19If an investment bank has a 30:1 leverage ratio as was the case prior to its virtual extinction, the bank can borrow 3,000 US$ per 100 US$ in capital. If it is assumed that the rate of interest on the loan is 5% and the bank earns 6% on its total new capital (3,000 + 100 = 3,100), it can earn a profit of 129 US$ (or 29% rate of return on the original capital of US$ 100). The correlation coefficient for the period 1990-2007 between the average leverage ratio of the most important banks in the United States and that of earnings over equity is equal to 0.69 and that it is statistically significant at the 95% level of confidence. High leverage ratios also lead to very high losses. If for any reason there is a decline of 10% in the value of the total investment 3,100 US$, the total value of the investment after taxes will be equal to US$ 2,940. However, the debt is equal to 3,000 US$ and as a result the bank has a loss of 60 US$. In this case the investment of the bank in this example is based on more than 100% debt. To some extent this approximates the case of some of the investment banks such as Lehman whose investment portfolio was based on 3% equity capital and 97% of borrowed funds. See Pérez Caldentey (2009).

20 Adrian and Shin (2008, p. 3) define pro-cyclical leverage management in the following way: “… there is a positive relationship between changes in leverage and changes in balance sheet size. Far from being passive, financial intermediaries adjust their balance sheets actively and do so in such a way that leverage is high during booms and low during busts. Leverage is pro-cyclical in this sense.”

21Own computations based of Bloomberg (2023).

22This estimate is provided by Blanchard (2008) and refers to the losses of subprime loans and securities by October 2007. This is the same estimate as that provided by Greenlaw et al. (2008). The estimate provided by Hatzius (2008) is slightly higher and of the order of US$ 500 billion.

25See, Diamond and Dybvig (1983); Bryant (1980); Allen and Gale (2007); Gorton and Winton (2002); Panetti (2009); Dowd (2002) for a summary and analyses of mainstream approaches to bank runs.

26See Wallace (1988) for a critique of the sequential service constraint.

28See, Bofinger and Haas (2022); Dowd (2002); Fernández (2022); Hu (2022); Selgin (2020); Gorton and Winton (2002) for critical views on mainstream bank run models.

29See also Barajas et al. (2010).

30The Independent Insurance Agents of America v. Ludwig (in 1993) also encouraged conglomeration.
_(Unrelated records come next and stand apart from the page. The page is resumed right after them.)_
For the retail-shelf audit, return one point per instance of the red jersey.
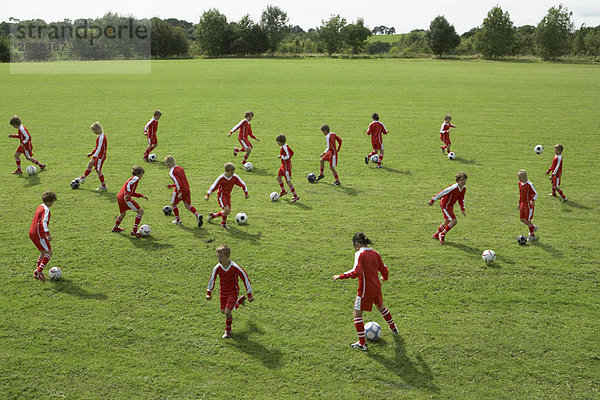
(556, 167)
(128, 189)
(41, 219)
(527, 192)
(451, 195)
(179, 180)
(100, 150)
(245, 130)
(225, 185)
(375, 130)
(229, 279)
(367, 265)
(286, 154)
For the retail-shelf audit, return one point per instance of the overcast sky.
(402, 15)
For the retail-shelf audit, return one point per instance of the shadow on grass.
(71, 288)
(414, 374)
(270, 358)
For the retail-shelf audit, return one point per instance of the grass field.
(129, 319)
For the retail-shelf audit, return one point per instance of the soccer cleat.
(359, 346)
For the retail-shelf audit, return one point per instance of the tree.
(552, 34)
(274, 23)
(330, 33)
(496, 38)
(211, 32)
(442, 36)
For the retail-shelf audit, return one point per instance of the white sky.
(402, 15)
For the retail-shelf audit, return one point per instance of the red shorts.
(127, 205)
(329, 156)
(366, 303)
(40, 242)
(525, 212)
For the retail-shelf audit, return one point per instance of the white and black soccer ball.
(488, 256)
(145, 230)
(241, 218)
(372, 330)
(55, 273)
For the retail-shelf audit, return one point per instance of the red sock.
(360, 329)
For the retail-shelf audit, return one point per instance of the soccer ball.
(145, 230)
(488, 256)
(241, 218)
(372, 330)
(55, 273)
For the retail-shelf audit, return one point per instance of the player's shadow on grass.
(414, 374)
(269, 357)
(71, 288)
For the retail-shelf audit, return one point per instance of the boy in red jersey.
(25, 146)
(39, 233)
(285, 154)
(556, 169)
(125, 201)
(449, 197)
(150, 133)
(98, 156)
(445, 133)
(375, 130)
(228, 272)
(331, 153)
(182, 191)
(225, 184)
(527, 196)
(245, 131)
(367, 266)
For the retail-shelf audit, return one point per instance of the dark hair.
(361, 239)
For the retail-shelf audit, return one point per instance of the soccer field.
(129, 319)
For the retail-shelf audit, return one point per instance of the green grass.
(129, 318)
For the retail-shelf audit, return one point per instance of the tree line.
(215, 36)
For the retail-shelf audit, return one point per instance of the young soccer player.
(445, 133)
(331, 153)
(376, 129)
(285, 154)
(25, 145)
(125, 201)
(367, 267)
(245, 131)
(448, 197)
(39, 233)
(228, 273)
(225, 184)
(556, 169)
(527, 197)
(182, 191)
(150, 132)
(98, 156)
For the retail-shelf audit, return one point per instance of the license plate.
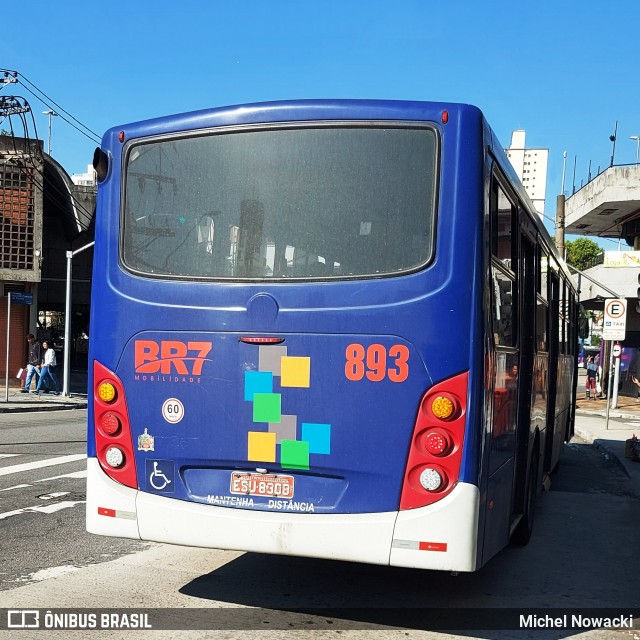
(261, 484)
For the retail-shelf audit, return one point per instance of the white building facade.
(530, 166)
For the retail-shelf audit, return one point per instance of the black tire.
(523, 531)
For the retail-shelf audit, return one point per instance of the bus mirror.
(100, 163)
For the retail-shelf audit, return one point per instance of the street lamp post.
(49, 113)
(637, 139)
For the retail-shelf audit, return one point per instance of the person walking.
(592, 378)
(46, 371)
(33, 362)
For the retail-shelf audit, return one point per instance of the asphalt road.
(583, 554)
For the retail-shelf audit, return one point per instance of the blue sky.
(564, 71)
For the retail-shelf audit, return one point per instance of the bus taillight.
(114, 445)
(433, 464)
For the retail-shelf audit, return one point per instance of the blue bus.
(325, 328)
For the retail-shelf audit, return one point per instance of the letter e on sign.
(615, 319)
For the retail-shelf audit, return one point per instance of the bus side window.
(503, 309)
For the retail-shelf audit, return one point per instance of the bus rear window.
(265, 204)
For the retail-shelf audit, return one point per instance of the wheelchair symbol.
(158, 480)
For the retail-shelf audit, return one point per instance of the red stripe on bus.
(432, 546)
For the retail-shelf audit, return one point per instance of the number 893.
(376, 363)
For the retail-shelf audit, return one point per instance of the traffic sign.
(18, 297)
(615, 319)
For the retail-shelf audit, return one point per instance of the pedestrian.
(592, 378)
(46, 371)
(33, 362)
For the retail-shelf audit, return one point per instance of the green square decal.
(294, 454)
(267, 407)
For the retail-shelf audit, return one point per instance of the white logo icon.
(157, 479)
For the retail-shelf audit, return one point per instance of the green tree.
(582, 253)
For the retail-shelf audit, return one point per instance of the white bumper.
(441, 536)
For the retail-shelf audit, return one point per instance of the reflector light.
(431, 479)
(261, 340)
(114, 445)
(442, 407)
(110, 424)
(114, 457)
(436, 442)
(107, 392)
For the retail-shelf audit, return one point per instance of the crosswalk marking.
(49, 508)
(74, 474)
(27, 466)
(16, 486)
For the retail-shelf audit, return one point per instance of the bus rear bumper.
(440, 536)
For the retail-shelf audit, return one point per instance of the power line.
(51, 103)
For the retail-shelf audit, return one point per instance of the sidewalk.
(624, 423)
(19, 402)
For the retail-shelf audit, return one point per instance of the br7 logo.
(171, 356)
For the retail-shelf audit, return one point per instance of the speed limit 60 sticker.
(173, 410)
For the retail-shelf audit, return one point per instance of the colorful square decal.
(294, 454)
(267, 407)
(269, 358)
(296, 371)
(318, 436)
(262, 446)
(257, 382)
(285, 429)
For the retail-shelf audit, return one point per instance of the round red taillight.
(437, 442)
(110, 424)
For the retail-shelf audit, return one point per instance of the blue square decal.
(257, 382)
(318, 436)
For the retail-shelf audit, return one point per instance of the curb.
(603, 448)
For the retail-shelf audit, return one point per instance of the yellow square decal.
(295, 371)
(262, 446)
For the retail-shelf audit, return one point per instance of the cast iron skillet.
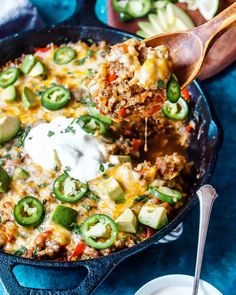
(204, 147)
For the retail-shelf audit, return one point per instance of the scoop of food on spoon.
(138, 76)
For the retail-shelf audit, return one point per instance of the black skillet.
(204, 147)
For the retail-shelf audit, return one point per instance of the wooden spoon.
(189, 48)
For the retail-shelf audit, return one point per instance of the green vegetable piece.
(64, 55)
(125, 17)
(166, 194)
(176, 111)
(120, 5)
(9, 127)
(21, 173)
(28, 98)
(9, 77)
(68, 189)
(29, 212)
(55, 98)
(37, 70)
(91, 125)
(5, 180)
(9, 94)
(99, 231)
(153, 215)
(127, 222)
(112, 189)
(138, 8)
(28, 63)
(119, 159)
(173, 90)
(64, 216)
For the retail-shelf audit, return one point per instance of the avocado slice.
(5, 180)
(127, 222)
(9, 94)
(153, 215)
(21, 173)
(28, 63)
(64, 216)
(112, 189)
(28, 98)
(9, 126)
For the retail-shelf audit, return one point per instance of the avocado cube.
(9, 127)
(153, 215)
(127, 222)
(112, 189)
(64, 216)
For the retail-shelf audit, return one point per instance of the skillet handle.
(98, 270)
(85, 15)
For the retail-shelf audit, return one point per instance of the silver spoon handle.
(207, 196)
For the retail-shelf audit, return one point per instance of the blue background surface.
(219, 266)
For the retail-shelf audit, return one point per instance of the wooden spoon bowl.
(189, 48)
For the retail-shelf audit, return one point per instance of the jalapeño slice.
(29, 211)
(9, 77)
(176, 111)
(55, 98)
(68, 189)
(91, 124)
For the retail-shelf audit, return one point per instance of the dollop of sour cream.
(63, 142)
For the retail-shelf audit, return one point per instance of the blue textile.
(179, 257)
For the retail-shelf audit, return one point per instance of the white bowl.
(176, 285)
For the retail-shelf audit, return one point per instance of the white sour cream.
(63, 141)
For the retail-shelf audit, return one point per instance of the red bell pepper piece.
(136, 144)
(78, 250)
(122, 112)
(150, 232)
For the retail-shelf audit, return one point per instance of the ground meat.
(133, 79)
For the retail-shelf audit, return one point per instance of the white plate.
(177, 285)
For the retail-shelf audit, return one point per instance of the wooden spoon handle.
(209, 32)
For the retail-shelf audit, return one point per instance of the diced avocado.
(64, 216)
(20, 173)
(5, 180)
(28, 63)
(37, 70)
(9, 126)
(127, 222)
(28, 98)
(9, 94)
(112, 189)
(119, 159)
(153, 215)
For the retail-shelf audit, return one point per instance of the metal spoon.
(189, 48)
(206, 195)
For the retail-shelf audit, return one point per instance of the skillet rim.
(122, 254)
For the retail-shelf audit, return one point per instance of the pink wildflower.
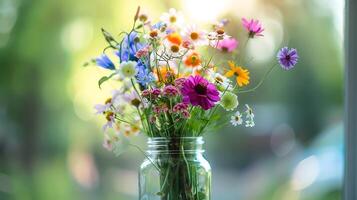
(253, 27)
(171, 91)
(142, 52)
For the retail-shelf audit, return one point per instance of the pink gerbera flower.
(254, 27)
(199, 92)
(227, 44)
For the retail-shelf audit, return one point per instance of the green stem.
(147, 157)
(260, 82)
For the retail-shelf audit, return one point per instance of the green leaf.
(105, 78)
(87, 63)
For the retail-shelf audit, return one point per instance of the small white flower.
(195, 35)
(249, 111)
(128, 69)
(172, 18)
(222, 82)
(236, 119)
(250, 116)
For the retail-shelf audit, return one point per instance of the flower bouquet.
(172, 86)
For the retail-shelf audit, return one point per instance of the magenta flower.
(253, 27)
(180, 107)
(227, 44)
(179, 82)
(171, 91)
(199, 92)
See, Tregenna (2009).

31George Bailey (see footnote 2) knew this very well. Besieged by depositors trying to withdraw the funds from the Bailey Brothers Building & Loan, he explains “No, but you… you… you’re thinking of this place all wrong —as if I had the money back in a safe. The money’s not here. Your money’s in Joe’s house, right next to yours. And in the Kennedy house, and Mrs. Macklin’s house, and a hundred others. Why, you’re lending them the money to build, and then, they’re going to pay it back to you as best they can. Now what are you going to do? Foreclose on them?”

32This corresponds to the well-known Minskyan financing regimes: Hedge, Ponzi and speculative.